In the second sentence in the passage, Chopin focuses internally on what is taking place in relation to Calixta. This passage states, “She was a revelation in that dim, mysterious chamber; as white as the couch she lay upon” (Chopin). Among the important questions related to this story and this passage is the extent that Calixta has engaged in morally dubious behavior by participating in this affair. Critics have considered this question and noted that, “the search for selfhood are presented as part of a positive process, despite what the social and moral commandments say” (Stein 53). This question is significant in relation to this passage because Chopin appears to be using white color symbolism as a means of attesting to Calixta’s virtuous behavior.

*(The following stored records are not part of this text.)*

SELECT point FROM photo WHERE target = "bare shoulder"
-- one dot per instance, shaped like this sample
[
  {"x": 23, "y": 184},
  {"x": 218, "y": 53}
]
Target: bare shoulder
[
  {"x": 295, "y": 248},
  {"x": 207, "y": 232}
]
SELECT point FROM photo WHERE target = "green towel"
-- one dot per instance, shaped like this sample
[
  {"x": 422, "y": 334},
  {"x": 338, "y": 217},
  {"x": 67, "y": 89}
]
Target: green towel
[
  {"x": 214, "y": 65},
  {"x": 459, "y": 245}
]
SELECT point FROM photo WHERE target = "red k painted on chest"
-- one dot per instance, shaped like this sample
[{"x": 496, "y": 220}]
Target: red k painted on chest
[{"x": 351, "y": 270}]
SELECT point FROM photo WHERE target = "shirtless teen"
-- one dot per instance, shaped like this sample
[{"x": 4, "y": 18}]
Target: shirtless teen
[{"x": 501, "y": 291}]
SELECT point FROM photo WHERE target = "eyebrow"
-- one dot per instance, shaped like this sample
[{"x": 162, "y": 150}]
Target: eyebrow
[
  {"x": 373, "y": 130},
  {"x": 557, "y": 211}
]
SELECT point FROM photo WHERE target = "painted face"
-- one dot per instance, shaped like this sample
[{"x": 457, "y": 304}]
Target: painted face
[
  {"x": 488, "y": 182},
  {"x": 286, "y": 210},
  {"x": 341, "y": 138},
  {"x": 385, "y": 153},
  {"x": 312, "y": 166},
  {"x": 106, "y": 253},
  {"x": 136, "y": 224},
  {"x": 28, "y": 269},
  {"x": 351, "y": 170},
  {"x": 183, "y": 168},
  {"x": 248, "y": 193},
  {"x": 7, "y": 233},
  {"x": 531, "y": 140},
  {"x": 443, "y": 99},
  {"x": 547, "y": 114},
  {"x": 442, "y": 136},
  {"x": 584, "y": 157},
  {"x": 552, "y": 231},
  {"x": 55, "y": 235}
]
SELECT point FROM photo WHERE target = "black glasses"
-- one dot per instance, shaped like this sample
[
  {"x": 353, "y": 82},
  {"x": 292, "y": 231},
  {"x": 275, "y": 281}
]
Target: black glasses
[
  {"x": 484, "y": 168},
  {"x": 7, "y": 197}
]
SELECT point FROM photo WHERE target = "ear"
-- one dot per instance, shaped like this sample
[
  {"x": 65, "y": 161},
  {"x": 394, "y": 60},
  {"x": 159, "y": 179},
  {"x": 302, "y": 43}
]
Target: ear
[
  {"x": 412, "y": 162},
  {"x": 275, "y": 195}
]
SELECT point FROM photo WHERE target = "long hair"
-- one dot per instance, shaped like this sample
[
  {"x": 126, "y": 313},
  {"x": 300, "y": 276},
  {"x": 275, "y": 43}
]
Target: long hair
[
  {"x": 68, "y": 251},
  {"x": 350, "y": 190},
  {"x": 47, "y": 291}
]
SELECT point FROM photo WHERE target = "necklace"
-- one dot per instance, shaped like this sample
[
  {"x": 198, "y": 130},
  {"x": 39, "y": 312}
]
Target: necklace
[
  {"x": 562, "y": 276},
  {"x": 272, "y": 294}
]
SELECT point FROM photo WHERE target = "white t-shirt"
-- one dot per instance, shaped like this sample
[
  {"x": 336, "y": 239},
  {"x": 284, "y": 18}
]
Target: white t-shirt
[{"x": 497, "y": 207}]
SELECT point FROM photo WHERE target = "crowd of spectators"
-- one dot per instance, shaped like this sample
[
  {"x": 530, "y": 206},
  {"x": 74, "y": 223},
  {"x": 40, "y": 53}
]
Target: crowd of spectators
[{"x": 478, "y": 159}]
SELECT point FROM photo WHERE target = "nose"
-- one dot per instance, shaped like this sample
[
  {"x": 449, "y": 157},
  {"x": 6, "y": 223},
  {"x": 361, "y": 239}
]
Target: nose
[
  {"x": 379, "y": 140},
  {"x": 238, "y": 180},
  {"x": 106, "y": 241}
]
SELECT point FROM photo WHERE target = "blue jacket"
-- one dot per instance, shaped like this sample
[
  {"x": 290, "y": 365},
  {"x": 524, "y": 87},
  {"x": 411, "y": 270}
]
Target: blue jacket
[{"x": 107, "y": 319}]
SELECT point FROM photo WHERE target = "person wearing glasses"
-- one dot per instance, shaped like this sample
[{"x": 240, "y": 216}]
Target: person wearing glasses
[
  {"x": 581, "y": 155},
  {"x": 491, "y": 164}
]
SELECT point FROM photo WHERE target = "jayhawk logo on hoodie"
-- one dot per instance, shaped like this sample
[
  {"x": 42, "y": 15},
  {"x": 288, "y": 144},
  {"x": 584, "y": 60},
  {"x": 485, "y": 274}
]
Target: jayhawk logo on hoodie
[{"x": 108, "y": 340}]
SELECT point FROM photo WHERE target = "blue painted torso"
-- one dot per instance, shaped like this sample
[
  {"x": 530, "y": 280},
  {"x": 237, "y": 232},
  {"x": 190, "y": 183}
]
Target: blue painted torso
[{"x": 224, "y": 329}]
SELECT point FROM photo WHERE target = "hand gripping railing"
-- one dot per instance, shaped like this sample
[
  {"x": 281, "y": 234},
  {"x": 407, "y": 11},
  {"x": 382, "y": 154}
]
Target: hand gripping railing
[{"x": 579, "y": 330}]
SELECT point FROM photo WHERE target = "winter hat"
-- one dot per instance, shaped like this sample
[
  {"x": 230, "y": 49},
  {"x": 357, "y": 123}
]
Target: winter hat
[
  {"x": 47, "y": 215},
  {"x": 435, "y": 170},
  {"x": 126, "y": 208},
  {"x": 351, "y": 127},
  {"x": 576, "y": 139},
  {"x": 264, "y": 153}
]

Focusing on the white symbolism, another critic argued, “The calyx of the mature lily is the same white as the flower petals themselves; Calixta likewise presents a totally white impression, for she is wearing a “white sacque” which she unfastens “at the throat” (Baker 225). Further, this critic states that the, “generous abundance of her passion, without guile or trickery, was like a white flame” (Baker 225). Subsequently, this passage and the white symbolism within it and throughout the text are significant as a means of attesting to Calixta’s feminist empowerment within the context of her womanhood and marriage.
In the third part of the passage, Chopin continues to focus directly on Calixta, but interrelates this attention with the aforementioned affair. Chopin writes, “Her firm, elastic flesh that was knowing for the first time its birthright, was like a creamy lily that the sun invites to contribute its breath and perfume to the undying life of the world” (Chopin). In this instance, one recognizes that Chopin in large part continues to advance the narrative surrounding female empowerment and Calixta’s virtuosity in the face of the affair. One recognizes that continued theme in regards to Chopin’s indication that Calixta’s flesh knew for the first time its birthright. Such a statement would seem to reflect the underlining assumption that Calixta was justified in engaging in this type of behavior because it constituted her naturally realizing her true self. Another writer noted that in relation to this story, “Her writing challenged the American newspaper tradition by the bold expression of woman’s longing for sexual and personal freedom, which makes Calixta feel liberated and not as a sinner” (张佳音 248). Similarly, yet another critic recognized that, “With women like Calixta from “The Storm”…Chopin offers alternatives to the stifling married life of the period” (Farca 1). In this respect, Chopin is indicating that just as the flower opens up to the world and blooms, so is Calixta exhibiting her sexuality through such an affair a natural part of her womanhood. Of course, the metaphor of the white lily flower and its blooming represents such a metaphor of natural realization of this selfhood.
In conclusion, this essay has examined a passage from Kate Chopin’s “The Storm.” Within this spectrum of investigation, the research has argued that this passage implements metaphor to articulate the nature of the affair Calixta is participating in, as well as her purity in relation to this affair. From a broader perspective, it’s clear that Chopin is advancing a more comprehensive critique and re-imagination of the nature of feminist identity and liberating Calixta from these shackles. Ultimately, this story is powerful because in Chopin’s aesthetic sensibility and artistry, as well in relation to her revolutionary feminist imagination.
- 张佳音. “Calixta is Not A Sinner—A Feminism Study of Kate Chopin’s ‘The Storm’.” 校园英语 4 (2017): 248-248.
- Baker, Christopher. “Chopin’s the Storm.” The explicator 52.4 (1994): 225-226.
- Bodenmiller, Amy. “A Stormy Justification: New Criticism on Chopin’s” The Storm”.” (2013).
- Farca, Paula Anca. “Foucault informs Kate Chopin’s short fiction.” Academic Exchange Quarterly 11.1 (2007): 120-124.
- Stein, Allen. “The Kaleidoscope of Truth: A New Look at Chopin’s” The Storm”.” American Literary Realism 36.1 (2003): 51-64.